Eric Hinrichsen

Personal information
- Born: April 13, 1976 (age 50) Campbell River, British Columbia
- Nationality: Canadian
- Listed height: 2.03 m (6 ft 8 in)
- Listed weight: 95 kg (209 lb)

Career information
- College: Victoria (1996–1999)
- Playing career: 1999–2004

Career history
- 1999–2002: Bree
- 2002–2003: Le Havre
- 2003–2004: Donar

Career highlights
- Eredivisie champion (2004);

= Eric Hinrichsen =

Canadian basketball player (born 1976)

Eric Hinrichsen (born April 13, 1976) is a Canadian former basketball player. He played for the Canadian national team at the 2000 Summer Olympics. Standing at 2.03 m (6 ft 8 in), he played as a center. Hinrichsen played for Donar in 2003–04, helping the team win the Eredivisie championship.

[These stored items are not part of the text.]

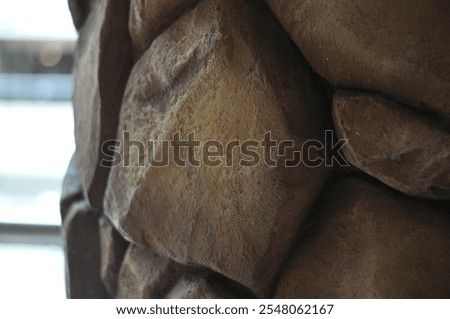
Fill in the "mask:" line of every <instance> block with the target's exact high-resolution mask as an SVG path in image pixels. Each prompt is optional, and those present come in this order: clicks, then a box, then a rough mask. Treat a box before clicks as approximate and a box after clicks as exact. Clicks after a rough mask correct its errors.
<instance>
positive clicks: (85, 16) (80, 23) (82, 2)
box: [68, 0, 92, 30]
mask: <svg viewBox="0 0 450 319" xmlns="http://www.w3.org/2000/svg"><path fill="white" fill-rule="evenodd" d="M68 3H69V9H70V12H71V14H72V19H73V24H74V25H75V28H77V30H79V29H80V28H81V27H82V26H83V24H84V23H85V22H86V19H87V17H88V15H89V12H90V11H91V7H92V1H91V0H68Z"/></svg>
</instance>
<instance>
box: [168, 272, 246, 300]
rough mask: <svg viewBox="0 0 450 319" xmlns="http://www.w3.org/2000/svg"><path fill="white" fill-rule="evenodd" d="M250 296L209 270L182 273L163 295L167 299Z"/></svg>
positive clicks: (237, 297) (242, 297)
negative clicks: (164, 296)
mask: <svg viewBox="0 0 450 319" xmlns="http://www.w3.org/2000/svg"><path fill="white" fill-rule="evenodd" d="M243 297H247V298H249V297H251V295H250V294H246V293H245V291H242V289H241V290H238V289H235V288H234V287H232V286H230V285H229V283H227V280H226V279H224V278H221V277H220V276H218V275H216V274H214V273H211V272H205V271H203V272H201V271H200V272H198V271H194V272H190V273H186V274H184V275H183V276H182V277H181V278H180V280H178V282H177V283H176V285H175V286H174V287H173V288H172V289H171V290H170V291H169V293H168V294H167V295H166V296H165V298H168V299H217V298H219V299H225V298H233V299H235V298H243Z"/></svg>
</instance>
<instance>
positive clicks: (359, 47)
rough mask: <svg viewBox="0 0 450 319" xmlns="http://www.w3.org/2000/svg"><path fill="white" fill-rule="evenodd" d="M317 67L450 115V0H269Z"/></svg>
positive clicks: (337, 86) (301, 49) (442, 112)
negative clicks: (433, 0)
mask: <svg viewBox="0 0 450 319" xmlns="http://www.w3.org/2000/svg"><path fill="white" fill-rule="evenodd" d="M266 1H267V3H268V4H269V6H270V7H271V8H272V10H273V11H274V13H275V15H276V16H277V17H278V19H279V21H280V22H281V24H282V25H283V26H284V28H285V29H286V31H288V32H289V34H290V35H291V37H292V39H293V40H294V41H295V43H296V44H297V46H298V47H299V48H300V49H301V51H302V53H303V54H304V55H305V57H306V58H307V60H308V61H309V62H310V63H311V65H312V66H313V68H314V69H315V71H316V72H318V73H319V74H320V75H322V76H323V77H325V78H326V79H327V80H328V81H330V82H331V83H332V84H333V85H335V86H337V87H344V88H365V89H370V90H372V91H378V92H381V93H384V94H386V95H390V96H393V97H394V98H395V99H398V100H401V101H403V102H404V103H406V104H410V105H412V106H417V107H420V108H426V109H428V110H431V111H433V112H436V113H438V114H440V115H441V116H443V117H444V118H446V119H447V120H449V119H450V54H448V52H450V19H449V18H448V17H449V16H450V2H449V1H448V0H435V1H433V2H431V3H430V1H428V0H399V1H395V2H393V1H389V0H377V1H372V0H357V1H355V0H339V1H336V0H332V1H330V0H303V1H297V0H266Z"/></svg>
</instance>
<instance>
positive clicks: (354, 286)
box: [275, 178, 450, 298]
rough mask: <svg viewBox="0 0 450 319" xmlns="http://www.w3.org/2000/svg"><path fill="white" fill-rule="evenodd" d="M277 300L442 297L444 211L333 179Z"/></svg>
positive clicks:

== High school and college career ==
Born in Campbell River, British Columbia, Hinrichsen graduated from Carihi Secondary School in 1994. He led his high school team, the Carihi Tyees, to an 'AA' Provincial Championship in 1993. In his senior year, he was named the Most Valuable Player at the 1994 'AAA' Provincial Championships, despite his team's third-place finish at the tournament.

Hinrichsen won numerous Canadian university accolades playing for the Victoria Vikes from 1995 to 1999. He was named the CIAU (now known as Canadian Interuniversity Sport) Rookie of the Year for the 1994-95 season. In 1997, he won the Mike Moser Award, given to the CIAU player of the year. He was then named the 1997 national championship tournament Most Valuable Player, leading Victoria to a national title. Hinrichsen won the CIAU player of the year award once more in 1999, his last season with Victoria.

== Professional career ==
Hinrichsen started his career with Bree of the Belgian First Division, where he played for three seasons. In the 2001–02 season, he averaged 3.7 points and 5.4 rebounds for the team.

In the 2002–03 season, he played in France with STB Le Havre of the first-level LNB Pro A. He averaged 4.1 points and 3.7 rebounds in 30 games.

In the 2003–04 season, Hinrichsen signed with Donar (named MPC Capitals for sponsorship reasons) of the Dutch Eredivisie. He won the 2003–04 national championship with Donar after beating Tulip Den Bosch in the finals. Hinrichsen averaged 4.5 points, on 63.8% shooting from the field, and 6.4 rebounds per game with Donar.